It is as if, while reading, one overhears the comparison of one book to another, or one passage from one book to another (much like how this blog post was written).

Van Gogh was, at least in his early life, notoriously unmethodical (that is, random) in his reading. As his sister-in-law Johanna Van Gogh-Bonger observed:

No other thing has taken its place yet; he draws much and reads much, among others, Dickens, Beecher Stowe, Victor Hugo, and Michelet, but it is all done without system or aim.
(“Memoir by His Sister-in-Law,” The Letters of Vincent Van Gogh, p. 50)

And as Mark Roskill, editor of Van Gogh’s letters, put it:

It was characteristic of him to identify himself with fictional heroes, and to pick out from the books he read whatever seemed to have a moral and spiritual application to his own destiny.
(“[Note to] To Theo, Paris, February 19, 1876,” The Letters of Vincent Van Gogh, p. 94)

Other critics of Vincent have noted:

Van Gogh always needed an intellectual framework for defending his opinions, his projects, and the positions he took. When he fell in love with his cousin Kee Vos, for example, he plumbed Michelet in search of justifications for his stubborn arguments for marriage, contrary to the opinions of everyone around him, and also contrary to the wishes of the person in question.
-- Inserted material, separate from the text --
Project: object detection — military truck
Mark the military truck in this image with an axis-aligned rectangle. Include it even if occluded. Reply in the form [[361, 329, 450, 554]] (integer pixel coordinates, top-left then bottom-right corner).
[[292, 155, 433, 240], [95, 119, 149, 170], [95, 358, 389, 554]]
Along the way, he did not hesitate to take quotations out of context, to abbreviate them, to paraphrase them … an effective way of joining ranks with a thinker whose aura and gravity preclude any attempt at further argument.
(Wouter van der Veen and Peter Knapp, Van Gogh in Auvers: His Last Days, (New York: Monacelli Press, 2009), pp. 40–41)

Yet is there any way the arguments in this blog post could be taken further?


Let the present reader find something more random than Bookbread can feed them—perhaps only then could the argument be carried along to some new place—only by a kind of overhearing of oneself whilst reading….. burning while brooding…. the enveloping imagination transfixed on the unbound horizon of the mind-land prairie it has yet to consume…. yearning to burn all into the background.